Muhammad Nazarudin Latief
01 November 2017•Update: 01 November 2017
Muhammad Latief
JAKARTA
Ketua Umum Asosiasi Pengusaha Ritel Indonesia (Aprindo) Roy Mandey meminta pemerintah memberikan insentif pada pengusaha retail modern agar bisa bertahan menghadapi situasi sulit belakangan ini.
“Bentuknya bisa insentif fiskal atau di bidang konsumsi listrik,” ujar Mandey di Bekasi, Jawa Barat, Rabu.
Untuk instrumen fiskal, Aprindo bersepakat dengan Kamar Dagang dan Industri (Kadin) untuk mengajukan pada pemerintah agar pada periode tertentu Pajak Pertambahan Nilai (PPN) yang dibebankan pada konsumen dihilangkan. Catatannya, itu adalah barang konsumsi selain subsidi. Demikian juga pajak Penghasilan Pengasilan (PPh), agar dihilangkan pada periode tertentu.
“Di luar barang kebutuhan pokok, agar bisa direlaksasi atau dipermudah,” ujar dia.
Aprindo juga meminta pemerintah segera merevisi Peraturan Presiden (Perpres) Nomor 112 tahun 2017 tentang Pengaturan Kebijakan Retail di Indonesia.
Aturan ini, menurut para pengusaha retail, belum bisa menjadi landasan pengembangan bisnis. Selama ini, para pengusaha retail sering mengalami permasalahan dalam perizinan sewa tempat maupun lahan saat melakukan ekspansi toko.
Di Indonesia, kata Manday, hanya 12 kota saja memiliki rencana retail tata ruang kota. Artinya sampai saat ini pergerakan para retailer ini masih sangat terbatas, jika dibandingkan dengan para pengusaha e-commerce yang bisa menjangkau wilayah yang lebih luas.
Hal inilah yang membuat mereka tidak banyak berinovasi, termasuk ekspansi toko. Padahal di sisi lain, perkembangan e-commerce tidak dapat lagi dibendung.
“Kami tunggu benar itu revisi Perpres 112,” ujar dia.
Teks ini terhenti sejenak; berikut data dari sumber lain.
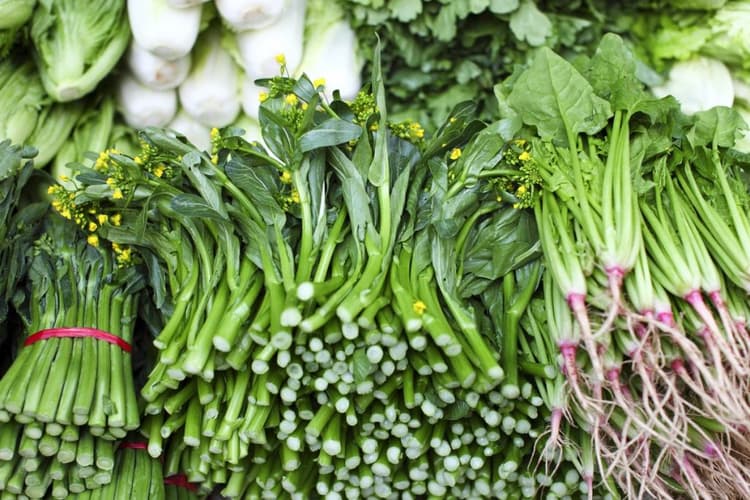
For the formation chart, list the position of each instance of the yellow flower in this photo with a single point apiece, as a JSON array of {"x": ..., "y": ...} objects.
[
  {"x": 419, "y": 307},
  {"x": 291, "y": 99},
  {"x": 416, "y": 130}
]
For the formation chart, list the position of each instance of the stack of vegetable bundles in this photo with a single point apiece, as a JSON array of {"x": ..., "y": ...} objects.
[{"x": 203, "y": 74}]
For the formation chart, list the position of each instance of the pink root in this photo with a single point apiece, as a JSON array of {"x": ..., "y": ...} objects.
[
  {"x": 570, "y": 370},
  {"x": 666, "y": 318},
  {"x": 577, "y": 304},
  {"x": 615, "y": 275}
]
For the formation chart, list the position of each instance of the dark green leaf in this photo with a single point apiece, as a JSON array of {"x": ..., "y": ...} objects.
[{"x": 331, "y": 132}]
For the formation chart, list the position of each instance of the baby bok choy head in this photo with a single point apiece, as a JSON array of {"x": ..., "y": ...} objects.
[{"x": 77, "y": 43}]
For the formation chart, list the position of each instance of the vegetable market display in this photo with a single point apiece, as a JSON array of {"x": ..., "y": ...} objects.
[{"x": 255, "y": 273}]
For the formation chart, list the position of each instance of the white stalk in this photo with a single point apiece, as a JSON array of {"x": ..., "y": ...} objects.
[
  {"x": 260, "y": 48},
  {"x": 164, "y": 30},
  {"x": 243, "y": 15},
  {"x": 142, "y": 106}
]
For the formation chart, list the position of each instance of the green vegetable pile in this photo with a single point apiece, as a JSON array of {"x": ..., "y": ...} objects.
[{"x": 513, "y": 264}]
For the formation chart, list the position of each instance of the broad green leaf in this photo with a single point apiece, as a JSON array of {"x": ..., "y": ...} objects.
[
  {"x": 331, "y": 132},
  {"x": 719, "y": 126},
  {"x": 556, "y": 99},
  {"x": 503, "y": 6},
  {"x": 355, "y": 195},
  {"x": 530, "y": 25},
  {"x": 259, "y": 185},
  {"x": 209, "y": 191},
  {"x": 612, "y": 74},
  {"x": 191, "y": 205},
  {"x": 405, "y": 10}
]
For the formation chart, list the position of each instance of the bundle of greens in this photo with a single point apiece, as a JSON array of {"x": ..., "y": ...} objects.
[
  {"x": 438, "y": 53},
  {"x": 177, "y": 487},
  {"x": 638, "y": 209},
  {"x": 69, "y": 393},
  {"x": 332, "y": 302},
  {"x": 18, "y": 229},
  {"x": 135, "y": 474},
  {"x": 36, "y": 462}
]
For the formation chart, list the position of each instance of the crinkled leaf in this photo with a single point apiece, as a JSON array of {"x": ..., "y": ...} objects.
[
  {"x": 718, "y": 126},
  {"x": 556, "y": 99},
  {"x": 530, "y": 24},
  {"x": 331, "y": 132},
  {"x": 612, "y": 74},
  {"x": 259, "y": 185},
  {"x": 190, "y": 205}
]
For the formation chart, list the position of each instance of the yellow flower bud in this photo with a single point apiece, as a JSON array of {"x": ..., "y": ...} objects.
[
  {"x": 419, "y": 307},
  {"x": 291, "y": 99}
]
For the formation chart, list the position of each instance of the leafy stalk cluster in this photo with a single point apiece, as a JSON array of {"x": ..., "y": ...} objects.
[
  {"x": 66, "y": 399},
  {"x": 335, "y": 313},
  {"x": 640, "y": 220}
]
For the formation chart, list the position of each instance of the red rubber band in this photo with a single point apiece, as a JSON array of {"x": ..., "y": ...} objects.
[
  {"x": 180, "y": 480},
  {"x": 77, "y": 332},
  {"x": 135, "y": 445}
]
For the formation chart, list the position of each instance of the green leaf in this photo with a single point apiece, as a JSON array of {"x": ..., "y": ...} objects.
[
  {"x": 331, "y": 132},
  {"x": 192, "y": 163},
  {"x": 503, "y": 6},
  {"x": 718, "y": 126},
  {"x": 612, "y": 74},
  {"x": 556, "y": 99},
  {"x": 260, "y": 185},
  {"x": 530, "y": 25},
  {"x": 405, "y": 10},
  {"x": 190, "y": 205}
]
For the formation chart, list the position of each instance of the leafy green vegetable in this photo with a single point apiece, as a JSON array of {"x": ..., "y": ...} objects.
[{"x": 77, "y": 44}]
Insentif lain, kata Manday, adalah potongan harga listrik saat beban puncak. Industri lain, kata Mandey, sudah mendapatkan insentif ini, seperti sektor manufaktur apabila memproduksi barang di bawah pukul 06.00 pagi akan mendapatkan potongan sebesar 30 persen.
Harga listrik saat beban puncak, kata Mandey sangat mahal. Listrik bahkan menyumbang hampir 40 persen dari total pengeluaran pengusaha ritel.